Discussion in 'Wall St. News' started by pcvix, Oct 23, 2009.

  1. pcvix


    "Sophisticated" investors?

    “This vividly shows the risk of entering into interest- rate swap agreements,” said Christopher Taylor, former executive director of the Municipal Securities Rulemaking Board in Alexandria, Virginia. “The world’s got to see what stupidity even the sophisticated investors like the transportation fund can get into.”

    While New Jersey replaced the debt with fixed-rate securities in 2008 after the $330 billion auction-rate bond market froze, the swap, in which two parties typically exchange fixed payments for ones based on floating interest rates, isn’t scheduled to expire until 2019.
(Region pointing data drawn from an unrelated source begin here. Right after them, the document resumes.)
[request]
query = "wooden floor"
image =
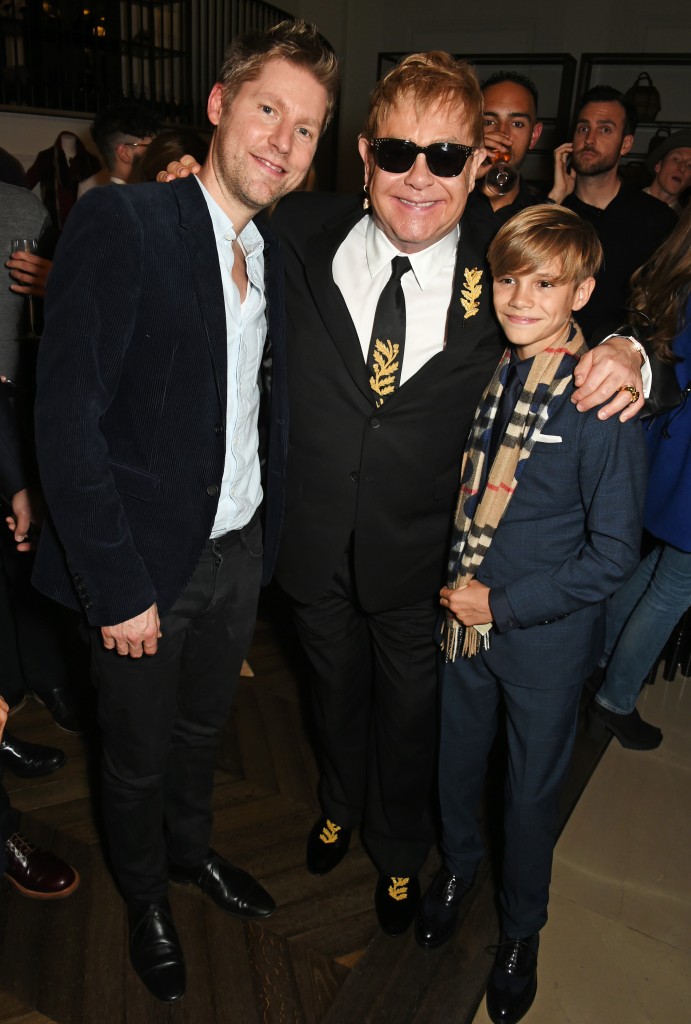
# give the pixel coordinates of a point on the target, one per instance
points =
(319, 960)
    New Jersey saved $9.9 million from 2003 to 2008 by issuing the auction-rate bonds instead of fixed-cost debt, the Office of Public Finance said in a report last year.

    The trust fund paid $4.5 million in penalty interest payments when the auction-rate market collapsed and some borrowers’ costs soared. After it failed to put together a sale of a different type of variable-rate bonds, New Jersey then reissued 11-year notes yielding 4.18 percent in August 2008, according to the Office of Public Finance.

    Refinancing the bonds cost $2.1 million, reducing the authority’s savings on the transaction to $3.3 million, state records show.

    Since then, the fund has paid almost four times that amount on a contract that hedges nothing.

    For New Jersey, the swap became “a tool for no purpose,” former regulator Taylor said.
  2. This one really chaps my ass.......Cheap Jew Trick!